Hence OAB is congruent to OBC.

.'.< AOB = < BOC (corresponding angles in congruent triangles)
.'.< AOC = 2 < BOC (adjacent angles)
but < BOC = arg (z+1) amd < AOC = arg (z)

.'. arg (z) = 2 arg (z+1)

Is the above proof correct?

Thank you in advance.

 

[Drongoski]

The vectors corresponding to the 2 complex numbers: z and 1 are adjacent sides of //gram (OABC) with vector OB representing z+1 the included diagonal. (or: I could have simply stated: "OABC is a //gram since diagonal z+1 is vector sum of z and 1") Now |z| = |1| = 1 (i.e, OA = OC); That means the //gram OABC have equal adjacent sides. Therefore all 4 sides of OABC are equal. .: it is a rhombus. Diagonals of rhombus bisect their internal angles.

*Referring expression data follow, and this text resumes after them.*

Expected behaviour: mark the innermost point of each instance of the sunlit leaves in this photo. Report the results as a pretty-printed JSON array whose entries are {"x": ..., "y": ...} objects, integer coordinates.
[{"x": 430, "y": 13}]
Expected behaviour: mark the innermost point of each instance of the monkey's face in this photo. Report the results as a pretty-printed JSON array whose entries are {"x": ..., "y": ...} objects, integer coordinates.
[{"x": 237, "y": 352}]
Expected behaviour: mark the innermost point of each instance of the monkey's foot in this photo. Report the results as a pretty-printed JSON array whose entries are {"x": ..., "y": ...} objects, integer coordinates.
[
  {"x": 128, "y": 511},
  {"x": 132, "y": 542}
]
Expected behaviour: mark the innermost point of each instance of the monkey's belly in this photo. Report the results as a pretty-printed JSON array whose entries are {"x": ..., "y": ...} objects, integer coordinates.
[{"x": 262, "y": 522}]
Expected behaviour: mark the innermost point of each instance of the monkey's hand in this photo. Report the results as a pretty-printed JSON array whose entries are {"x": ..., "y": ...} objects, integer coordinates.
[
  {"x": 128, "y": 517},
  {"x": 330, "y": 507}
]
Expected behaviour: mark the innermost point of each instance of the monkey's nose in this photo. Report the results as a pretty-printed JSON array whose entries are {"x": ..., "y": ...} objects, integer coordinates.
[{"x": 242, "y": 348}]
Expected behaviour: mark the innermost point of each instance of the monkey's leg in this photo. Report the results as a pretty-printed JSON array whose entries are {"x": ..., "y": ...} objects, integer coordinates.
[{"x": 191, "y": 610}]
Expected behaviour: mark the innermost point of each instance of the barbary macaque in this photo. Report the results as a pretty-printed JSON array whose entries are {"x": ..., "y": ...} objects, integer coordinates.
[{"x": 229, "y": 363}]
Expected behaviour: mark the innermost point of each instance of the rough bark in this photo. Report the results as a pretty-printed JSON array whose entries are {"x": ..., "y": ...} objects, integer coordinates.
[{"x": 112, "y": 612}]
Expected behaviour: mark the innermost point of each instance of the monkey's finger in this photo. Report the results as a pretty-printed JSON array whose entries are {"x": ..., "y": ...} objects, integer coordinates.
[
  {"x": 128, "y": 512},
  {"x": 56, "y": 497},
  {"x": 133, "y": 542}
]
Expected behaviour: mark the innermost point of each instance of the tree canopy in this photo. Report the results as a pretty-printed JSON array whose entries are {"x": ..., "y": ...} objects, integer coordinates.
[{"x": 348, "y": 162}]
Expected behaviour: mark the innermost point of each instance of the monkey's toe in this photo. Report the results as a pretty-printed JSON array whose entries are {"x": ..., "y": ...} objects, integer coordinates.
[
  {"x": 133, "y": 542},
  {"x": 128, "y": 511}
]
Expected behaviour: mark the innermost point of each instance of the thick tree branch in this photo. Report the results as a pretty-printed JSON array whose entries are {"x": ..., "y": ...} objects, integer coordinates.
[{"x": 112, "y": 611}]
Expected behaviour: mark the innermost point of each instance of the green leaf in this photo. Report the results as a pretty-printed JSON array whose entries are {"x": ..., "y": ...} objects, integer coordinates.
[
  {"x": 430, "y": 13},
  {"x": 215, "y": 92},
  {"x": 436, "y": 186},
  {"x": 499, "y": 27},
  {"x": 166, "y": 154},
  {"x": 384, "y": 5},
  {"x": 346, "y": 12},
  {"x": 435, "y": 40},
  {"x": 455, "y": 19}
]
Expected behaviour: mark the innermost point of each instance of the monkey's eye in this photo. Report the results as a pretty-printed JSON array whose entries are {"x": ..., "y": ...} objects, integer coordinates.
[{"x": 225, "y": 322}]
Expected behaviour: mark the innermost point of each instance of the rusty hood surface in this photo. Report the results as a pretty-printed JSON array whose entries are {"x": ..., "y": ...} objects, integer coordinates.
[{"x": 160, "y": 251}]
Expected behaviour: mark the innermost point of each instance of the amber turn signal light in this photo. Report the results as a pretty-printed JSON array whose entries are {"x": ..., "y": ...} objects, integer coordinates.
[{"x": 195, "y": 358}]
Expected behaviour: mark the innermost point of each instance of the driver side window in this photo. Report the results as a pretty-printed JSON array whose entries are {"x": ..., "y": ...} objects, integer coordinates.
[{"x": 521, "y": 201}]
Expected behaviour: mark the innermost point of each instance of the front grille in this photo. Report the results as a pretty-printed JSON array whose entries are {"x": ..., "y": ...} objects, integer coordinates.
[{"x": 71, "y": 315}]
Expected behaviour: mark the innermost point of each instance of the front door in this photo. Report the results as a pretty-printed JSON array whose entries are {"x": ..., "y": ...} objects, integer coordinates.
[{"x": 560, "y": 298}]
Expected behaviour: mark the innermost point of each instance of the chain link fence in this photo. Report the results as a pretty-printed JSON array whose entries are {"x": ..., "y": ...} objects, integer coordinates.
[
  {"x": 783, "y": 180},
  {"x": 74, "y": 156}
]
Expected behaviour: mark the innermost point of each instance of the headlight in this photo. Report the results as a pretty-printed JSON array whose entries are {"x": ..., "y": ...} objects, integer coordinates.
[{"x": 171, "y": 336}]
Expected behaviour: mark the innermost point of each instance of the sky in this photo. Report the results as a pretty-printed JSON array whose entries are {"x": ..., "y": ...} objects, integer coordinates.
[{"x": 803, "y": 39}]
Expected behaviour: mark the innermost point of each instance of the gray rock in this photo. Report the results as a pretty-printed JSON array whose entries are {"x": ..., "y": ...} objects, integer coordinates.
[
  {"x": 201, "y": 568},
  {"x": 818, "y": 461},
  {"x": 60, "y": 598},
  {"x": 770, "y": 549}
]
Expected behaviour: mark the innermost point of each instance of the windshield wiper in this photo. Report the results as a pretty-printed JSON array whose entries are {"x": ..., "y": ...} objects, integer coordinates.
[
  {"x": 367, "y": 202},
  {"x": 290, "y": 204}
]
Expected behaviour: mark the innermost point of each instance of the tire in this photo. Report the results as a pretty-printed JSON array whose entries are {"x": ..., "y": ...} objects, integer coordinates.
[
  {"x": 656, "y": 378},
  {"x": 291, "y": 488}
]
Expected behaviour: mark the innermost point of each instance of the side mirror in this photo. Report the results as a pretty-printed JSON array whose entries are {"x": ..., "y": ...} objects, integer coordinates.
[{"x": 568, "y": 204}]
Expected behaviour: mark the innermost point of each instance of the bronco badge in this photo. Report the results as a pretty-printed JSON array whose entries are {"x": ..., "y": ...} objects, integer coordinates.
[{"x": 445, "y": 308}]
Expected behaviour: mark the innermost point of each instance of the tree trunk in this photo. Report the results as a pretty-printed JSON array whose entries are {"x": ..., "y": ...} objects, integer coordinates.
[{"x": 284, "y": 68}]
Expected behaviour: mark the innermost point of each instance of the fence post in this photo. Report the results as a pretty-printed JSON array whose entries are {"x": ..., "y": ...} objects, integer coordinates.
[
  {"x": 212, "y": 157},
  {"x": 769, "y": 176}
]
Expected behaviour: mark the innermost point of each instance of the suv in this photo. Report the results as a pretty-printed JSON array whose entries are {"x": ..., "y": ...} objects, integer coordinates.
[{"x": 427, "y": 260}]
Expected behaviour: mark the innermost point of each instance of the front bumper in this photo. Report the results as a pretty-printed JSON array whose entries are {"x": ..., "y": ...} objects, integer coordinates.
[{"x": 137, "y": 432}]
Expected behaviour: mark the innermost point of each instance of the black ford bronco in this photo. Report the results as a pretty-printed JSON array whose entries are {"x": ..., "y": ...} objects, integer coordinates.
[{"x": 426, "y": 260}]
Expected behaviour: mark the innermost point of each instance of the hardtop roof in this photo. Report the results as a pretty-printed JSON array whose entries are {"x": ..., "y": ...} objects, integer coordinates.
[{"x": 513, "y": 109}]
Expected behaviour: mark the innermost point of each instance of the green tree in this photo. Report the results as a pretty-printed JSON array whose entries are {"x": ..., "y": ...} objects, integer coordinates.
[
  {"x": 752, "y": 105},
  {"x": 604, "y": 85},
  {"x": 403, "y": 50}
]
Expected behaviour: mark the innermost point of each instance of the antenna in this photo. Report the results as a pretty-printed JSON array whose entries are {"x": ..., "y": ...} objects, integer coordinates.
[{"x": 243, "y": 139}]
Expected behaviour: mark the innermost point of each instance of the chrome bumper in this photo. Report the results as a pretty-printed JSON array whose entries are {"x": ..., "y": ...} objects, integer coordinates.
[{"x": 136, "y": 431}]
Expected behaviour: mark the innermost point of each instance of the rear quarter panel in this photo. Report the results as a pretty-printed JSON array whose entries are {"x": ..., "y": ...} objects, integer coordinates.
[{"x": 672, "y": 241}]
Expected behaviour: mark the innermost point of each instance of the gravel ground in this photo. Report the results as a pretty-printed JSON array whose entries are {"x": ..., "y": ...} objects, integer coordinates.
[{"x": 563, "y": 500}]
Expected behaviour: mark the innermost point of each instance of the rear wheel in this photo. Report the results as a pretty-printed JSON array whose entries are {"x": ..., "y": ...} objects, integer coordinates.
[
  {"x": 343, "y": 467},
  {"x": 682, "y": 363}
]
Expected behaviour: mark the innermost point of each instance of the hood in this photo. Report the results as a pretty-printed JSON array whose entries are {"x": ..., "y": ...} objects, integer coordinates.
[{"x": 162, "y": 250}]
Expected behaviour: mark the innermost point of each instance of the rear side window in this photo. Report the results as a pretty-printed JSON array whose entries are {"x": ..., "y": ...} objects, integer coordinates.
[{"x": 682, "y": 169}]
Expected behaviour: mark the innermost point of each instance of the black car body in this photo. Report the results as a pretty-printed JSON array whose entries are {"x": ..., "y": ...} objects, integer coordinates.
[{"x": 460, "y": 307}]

In this problem therefore diagonal OB bisects angle AOC. i.e. angle AOC = 2 x angle BOC.

i.e. arg(z) = 2 arg(z+1)



Edit

Your proof is not wrong.

All I'm suggesting is you can state straightaway OABC is //gram. (no need to prove it) following the parallellogram law of vector addition.. Also OA = OC means it is a rhombus. A rhombus has certain special properties like the diagonals bisect the angles of the //gram and they bisect each other at right angles (but you don't need this here).

 

[ohexploitable]

You could go straight from this:

In OABC:
OA // BC (since BC is a translation of OA 1 unit to the right)
AB // OC (since the segment between z and z+1 is parallel to the x-axis)
Hence OABC is a parallelogram.

To:

Diagonals of a parallelogram bisect the vertices,
.'. 2arg(z+1)=arg(z)

 

[Drongoski]

You could go straight from this:



To:

Diagonals of a parallelogram bisect the vertices,
.'. 2arg(z+1)=arg(z)

Not quite: bisects only if adjacent sides of //gram are equal; i.e. a rhombus.

 

[Pyrobooby]

Ahh right, thank you guys. I find geometry really iffy and I believe this is what I would have done in an exam situation.

Thanks again.

 

[Drongoski]

A lot of people nowadays are not very good at geometry because it is no longer a big part of school maths. But you have challenging geometry questions in MX2.

If you really want to be good at it, and provided you have what it takes, I can help.